Saturday, April 11, 2015

bpy27. Counting Letters of a biological sequence

We use the createRecords function, that we had used in the last example, by using an appropriate import.


We also define a new function, count, which will count unique letters and return their number of occurrences. This function, in turn, can be used by other modules if they import it.


In the function count, we try to add 1 to number already there, for the appropriate dictionary entry. Should that entry not exist, it is created and set to 1.

# bpy27.py
from __future__ import print_function, division
from bpy26 import createRecords

def count(seq):
    count = {}
    for i in seq:
        try: count[i] = count[i] + 1
        except: count[i] = 1
    return count
    
if __name__ == '__main__':
    records = createRecords('data')
    for record in records:
        print('Entry Name:',record.entry_name)
        print('Sequence counts:')
        print(count(record.sequence))

#Entry Name: IGF1R_HUMAN
#Sequence counts:
#{'A': 72, 'C': 44, 'E': 113, 'D': 62, 'G': 91, 'F': 47,
# 'I': 73, 'H': 23, 'K': 69, 'M': 39, 'L': 116, 'N': 85,
# 'Q': 35, 'P': 81, 'S': 97, 'R': 80, 'T': 69, 'W': 21,
# 'V': 87, 'Y': 63}
#Entry Name: IGF1R_MOUSE
#Sequence counts:
#{'A': 68, 'C': 44, 'E': 114, 'D': 63, 'G': 91, 'F': 48,
# 'I': 73, 'H': 24, 'K': 67, 'M': 40, 'L': 115, 'N': 87,
# 'Q': 36, 'P': 83, 'S': 92, 'R': 82, 'T': 73, 'W': 22,
# 'V': 90, 'Y': 61}

Wednesday, April 8, 2015

bpy26. Parsing SwissProt files using Biopython

In the last example, we saved the insulin proteins to 'data' subfolder.


We have a function that takes one parameter, the subfolder where *.txt files are stored, each corresponding to a UniProtKB text record.


We could have given our files a different extension during saving, for example .dat or .swiss which would require that term in the list comprehension. We do not have to have a filter term if only UniProtKB records are in the subfolder; in this case we have fils = os.listdir(fol)

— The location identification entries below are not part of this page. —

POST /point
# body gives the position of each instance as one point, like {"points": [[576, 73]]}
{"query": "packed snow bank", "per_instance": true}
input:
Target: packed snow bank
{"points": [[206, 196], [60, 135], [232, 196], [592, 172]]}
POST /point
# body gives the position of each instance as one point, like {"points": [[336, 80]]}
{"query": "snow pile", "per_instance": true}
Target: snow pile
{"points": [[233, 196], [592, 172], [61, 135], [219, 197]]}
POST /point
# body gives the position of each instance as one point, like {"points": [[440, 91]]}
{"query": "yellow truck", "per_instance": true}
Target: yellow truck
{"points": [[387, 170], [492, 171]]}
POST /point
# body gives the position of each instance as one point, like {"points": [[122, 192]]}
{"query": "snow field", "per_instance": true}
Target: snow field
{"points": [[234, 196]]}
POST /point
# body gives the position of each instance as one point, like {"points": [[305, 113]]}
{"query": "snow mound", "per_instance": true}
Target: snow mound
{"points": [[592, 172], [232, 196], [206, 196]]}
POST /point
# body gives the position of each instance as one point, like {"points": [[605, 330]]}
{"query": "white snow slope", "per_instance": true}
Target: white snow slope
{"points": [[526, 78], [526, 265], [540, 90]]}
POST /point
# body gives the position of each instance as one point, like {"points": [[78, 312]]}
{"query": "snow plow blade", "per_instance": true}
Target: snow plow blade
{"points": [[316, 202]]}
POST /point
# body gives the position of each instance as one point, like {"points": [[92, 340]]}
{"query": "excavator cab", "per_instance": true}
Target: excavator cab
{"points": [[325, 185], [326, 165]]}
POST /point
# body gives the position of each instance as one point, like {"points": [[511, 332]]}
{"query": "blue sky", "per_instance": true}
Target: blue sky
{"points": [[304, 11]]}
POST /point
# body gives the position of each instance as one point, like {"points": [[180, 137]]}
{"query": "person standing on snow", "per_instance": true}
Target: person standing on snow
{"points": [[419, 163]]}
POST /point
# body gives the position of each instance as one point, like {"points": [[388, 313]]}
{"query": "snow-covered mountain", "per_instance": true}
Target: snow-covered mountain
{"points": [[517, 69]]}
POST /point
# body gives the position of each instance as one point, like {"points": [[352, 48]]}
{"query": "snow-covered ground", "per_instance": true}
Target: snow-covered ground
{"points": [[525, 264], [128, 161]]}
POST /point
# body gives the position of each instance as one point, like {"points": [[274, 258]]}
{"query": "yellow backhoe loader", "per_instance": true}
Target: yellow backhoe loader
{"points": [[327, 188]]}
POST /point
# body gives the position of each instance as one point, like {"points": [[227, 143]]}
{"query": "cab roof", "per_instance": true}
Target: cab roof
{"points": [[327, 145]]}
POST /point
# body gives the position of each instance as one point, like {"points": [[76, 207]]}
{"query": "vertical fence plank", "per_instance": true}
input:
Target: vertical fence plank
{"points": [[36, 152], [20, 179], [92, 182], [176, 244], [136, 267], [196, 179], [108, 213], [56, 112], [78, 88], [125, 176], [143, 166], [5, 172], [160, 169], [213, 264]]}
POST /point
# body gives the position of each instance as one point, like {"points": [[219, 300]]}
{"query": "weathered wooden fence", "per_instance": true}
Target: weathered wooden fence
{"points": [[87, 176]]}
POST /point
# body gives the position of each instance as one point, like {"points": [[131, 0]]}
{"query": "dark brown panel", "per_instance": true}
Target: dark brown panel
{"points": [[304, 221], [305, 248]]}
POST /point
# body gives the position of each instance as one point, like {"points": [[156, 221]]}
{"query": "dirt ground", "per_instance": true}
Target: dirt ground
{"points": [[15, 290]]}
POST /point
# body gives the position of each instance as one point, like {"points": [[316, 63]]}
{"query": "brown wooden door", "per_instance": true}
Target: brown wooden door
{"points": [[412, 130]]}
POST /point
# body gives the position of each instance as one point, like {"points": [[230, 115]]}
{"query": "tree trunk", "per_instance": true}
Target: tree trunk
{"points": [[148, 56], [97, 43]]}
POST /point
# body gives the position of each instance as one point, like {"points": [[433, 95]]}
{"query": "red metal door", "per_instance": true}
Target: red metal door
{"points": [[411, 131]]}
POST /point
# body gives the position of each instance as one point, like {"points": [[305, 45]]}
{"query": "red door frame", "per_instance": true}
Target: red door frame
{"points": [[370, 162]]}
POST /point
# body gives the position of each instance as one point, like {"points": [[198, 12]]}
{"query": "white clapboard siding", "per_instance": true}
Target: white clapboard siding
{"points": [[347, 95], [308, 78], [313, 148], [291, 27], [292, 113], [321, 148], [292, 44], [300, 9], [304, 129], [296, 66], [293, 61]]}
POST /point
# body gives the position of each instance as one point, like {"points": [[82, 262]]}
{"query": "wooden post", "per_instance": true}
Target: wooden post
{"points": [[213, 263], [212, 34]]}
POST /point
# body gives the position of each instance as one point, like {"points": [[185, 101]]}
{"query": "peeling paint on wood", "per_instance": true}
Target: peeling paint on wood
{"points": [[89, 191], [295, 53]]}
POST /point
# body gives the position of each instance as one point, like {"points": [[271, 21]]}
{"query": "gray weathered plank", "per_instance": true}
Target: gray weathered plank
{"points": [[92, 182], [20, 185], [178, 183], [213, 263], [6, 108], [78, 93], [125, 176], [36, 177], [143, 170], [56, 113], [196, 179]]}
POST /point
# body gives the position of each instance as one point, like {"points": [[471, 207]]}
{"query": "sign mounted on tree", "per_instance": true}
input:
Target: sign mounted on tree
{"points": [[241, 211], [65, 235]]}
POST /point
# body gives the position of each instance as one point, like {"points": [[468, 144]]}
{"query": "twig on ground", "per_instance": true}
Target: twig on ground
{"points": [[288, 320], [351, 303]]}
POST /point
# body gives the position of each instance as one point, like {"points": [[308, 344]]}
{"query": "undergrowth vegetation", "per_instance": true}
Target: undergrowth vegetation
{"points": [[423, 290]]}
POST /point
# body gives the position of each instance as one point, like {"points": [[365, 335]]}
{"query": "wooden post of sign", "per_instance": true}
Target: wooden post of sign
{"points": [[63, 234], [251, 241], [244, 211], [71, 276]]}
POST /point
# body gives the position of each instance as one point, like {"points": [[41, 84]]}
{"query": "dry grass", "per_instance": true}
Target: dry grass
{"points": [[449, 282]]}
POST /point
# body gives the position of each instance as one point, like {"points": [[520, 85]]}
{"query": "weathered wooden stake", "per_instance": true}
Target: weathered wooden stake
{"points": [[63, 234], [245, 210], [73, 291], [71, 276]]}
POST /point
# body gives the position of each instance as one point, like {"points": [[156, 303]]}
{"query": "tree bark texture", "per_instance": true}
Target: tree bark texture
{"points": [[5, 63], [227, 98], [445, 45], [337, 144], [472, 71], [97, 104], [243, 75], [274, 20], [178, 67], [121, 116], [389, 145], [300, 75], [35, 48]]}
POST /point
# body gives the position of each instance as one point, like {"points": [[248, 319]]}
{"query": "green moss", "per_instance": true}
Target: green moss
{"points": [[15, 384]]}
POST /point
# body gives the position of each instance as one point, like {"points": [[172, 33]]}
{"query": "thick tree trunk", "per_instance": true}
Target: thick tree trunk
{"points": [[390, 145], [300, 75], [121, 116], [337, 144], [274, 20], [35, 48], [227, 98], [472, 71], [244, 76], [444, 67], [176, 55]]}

Several attributes are printed of the records.

# bpy26.py
from __future__ import print_function, division
import os 
from Bio import SwissProt

def createRecords(fol):
    records = []
    fils = [fil for fil in os.listdir(fol) if fil.endswith('.txt')]
    for fil in fils:
        handle = open(fol + '/' + fil)
        record = SwissProt.read(handle)
        records.append(record)
        handle.close()
    return records

if __name__ == '__main__':
    records = createRecords('data')
    for record in records:
        print('Entry Name:',record.entry_name)
        print('Organism:',record.organism)
        print('Length:',record.sequence_length)
        first_crossref = record.cross_references[0]
        print('First cross ref:')
        for i in first_crossref:
            print('\t',i)
        print()
    
#Entry Name: IGF1R_HUMAN
#Organism: Homo sapiens (Human).
#Length: 1367
#First cross ref:
#         EMBL
#         X04434
#         CAA28030.1
#         -
#         mRNA
#
#Entry Name: IGF1R_MOUSE
#Organism: Mus musculus (Mouse).
#Length: 1373
#First cross ref:
#         EMBL
#         AF056187
#         AAC12782.1
#         -
#         mRNA

Tuesday, April 7, 2015

bpy25. Saving Proteins from UniProtKB using Biopython

We save insulin proteins, from the protein database UniProtKB, for both human and mouse.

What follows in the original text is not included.